REPUBLIKA.CO.ID, YOGYAKARTA -- Dinas Kesehatan Daerah Istimewa Yogyakarta mendorong pemerintah kabupaten segera memperbanyak pembentukan desa gizi untuk mencegah kasus gizi buruk dan stunting di daerah itu.
Kepala Seksi Gizi Dinas Kesihatan (Dinkes) DIY Endang Pamungkasiwi di Yogyakarta, Kamis, mengatakan sejak 2014 Pemda DIY telah merintis desa model perbaikan gizi dan kesehatan untuk anak. Hingga 2017 telah terbentuk 11 desa model.
"Kami tidak akan menambah desa model lagi karena tahun ini kami berharap kabupaten sudah mulai bisa memperbanyak dengan mereplikasi desa model itu," kata Endang, Kamis (8/2).
Menurut Endang, melalui desa gizi tersebut masyarakat akan dibimbing mengenali gizi buruk dan stunting. Masyarakat desa akan mengetahui ciri-ciri gizi buruk dan stunting serta bagaimana cara menanggulangi atau memulihkannya.
Ia menyebutkan desa model perbaikan gizi dan kesehatan untuk anak telah dibentuk di Kabupaten Kulon Progo (3 desa), Kabupaten Sleman (2 desa), Bantul (2 desa), Gunung Kidul (2 desa), dan Kota Yogyakarta (2 desa). "Sampai sekarang semua kabupaten sudah mulai berinisiatif mereplikasi desa model itu, kecuali Kota Yogyakarta yang belum," kata dia.
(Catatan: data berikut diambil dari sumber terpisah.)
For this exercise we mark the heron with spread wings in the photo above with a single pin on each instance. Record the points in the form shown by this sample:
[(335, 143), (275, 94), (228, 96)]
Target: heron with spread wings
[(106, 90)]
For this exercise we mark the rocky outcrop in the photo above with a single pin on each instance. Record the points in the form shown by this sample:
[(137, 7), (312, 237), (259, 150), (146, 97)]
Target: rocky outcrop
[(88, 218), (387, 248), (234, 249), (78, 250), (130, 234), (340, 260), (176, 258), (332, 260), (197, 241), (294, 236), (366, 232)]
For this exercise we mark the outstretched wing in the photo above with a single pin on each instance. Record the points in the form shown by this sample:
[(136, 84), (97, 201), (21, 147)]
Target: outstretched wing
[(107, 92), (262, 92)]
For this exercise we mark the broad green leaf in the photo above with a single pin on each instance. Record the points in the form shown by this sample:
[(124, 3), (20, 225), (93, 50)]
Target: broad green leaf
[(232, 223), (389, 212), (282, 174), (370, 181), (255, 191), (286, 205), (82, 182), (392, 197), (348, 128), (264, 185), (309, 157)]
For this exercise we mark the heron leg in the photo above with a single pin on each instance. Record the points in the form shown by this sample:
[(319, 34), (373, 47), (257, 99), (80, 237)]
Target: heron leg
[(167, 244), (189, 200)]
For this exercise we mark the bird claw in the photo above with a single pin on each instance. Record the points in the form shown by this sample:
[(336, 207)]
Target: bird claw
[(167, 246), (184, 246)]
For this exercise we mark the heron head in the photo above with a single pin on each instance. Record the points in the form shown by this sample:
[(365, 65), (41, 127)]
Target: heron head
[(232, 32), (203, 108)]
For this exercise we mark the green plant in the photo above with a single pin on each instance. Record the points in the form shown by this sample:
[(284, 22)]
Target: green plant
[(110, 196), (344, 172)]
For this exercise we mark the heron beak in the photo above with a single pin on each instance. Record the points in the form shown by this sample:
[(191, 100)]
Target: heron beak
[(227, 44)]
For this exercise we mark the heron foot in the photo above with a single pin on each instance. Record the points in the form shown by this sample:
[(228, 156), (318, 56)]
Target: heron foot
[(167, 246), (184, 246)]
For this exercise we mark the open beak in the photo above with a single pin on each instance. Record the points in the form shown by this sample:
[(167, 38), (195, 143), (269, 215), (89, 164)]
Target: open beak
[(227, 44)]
Untuk menanggulangi kasus gizi buruk dan stunting, Dinkes DIY juga telah membuat program pemberian nutrisi tambahan bagi ibu hamil dan anak dalam bentuk biskuit, khususnya untuk wilayah yang ditemukan kasus gizi buruk tinggi. Bedasarkan data Dinkes DIY pada 2017, kasus gizi buruk dan stunting mencapai 0,46 persen dari seluruh anak atau balita di DIY. Persentase itu mengalami penurunan kendati tidak signifikan jika dibandingkan tahun-tahun sebelumnya.
"Angkanya mengalami penurunan meski tidak signifikan. Yang jelas masih di bawah angka nasional," kata dia.
Kasus gizi buruk di DIY, menurut Endang, jangan disamakan dengan kasus gizi buruk pada suku Asmat, Papua. Anak-anak penderita gizi buruk di DIY memiliki kondisi layaknya anak normal lainnya, hanya saja berat badan dan tinggi badan di bawah anak seusianya.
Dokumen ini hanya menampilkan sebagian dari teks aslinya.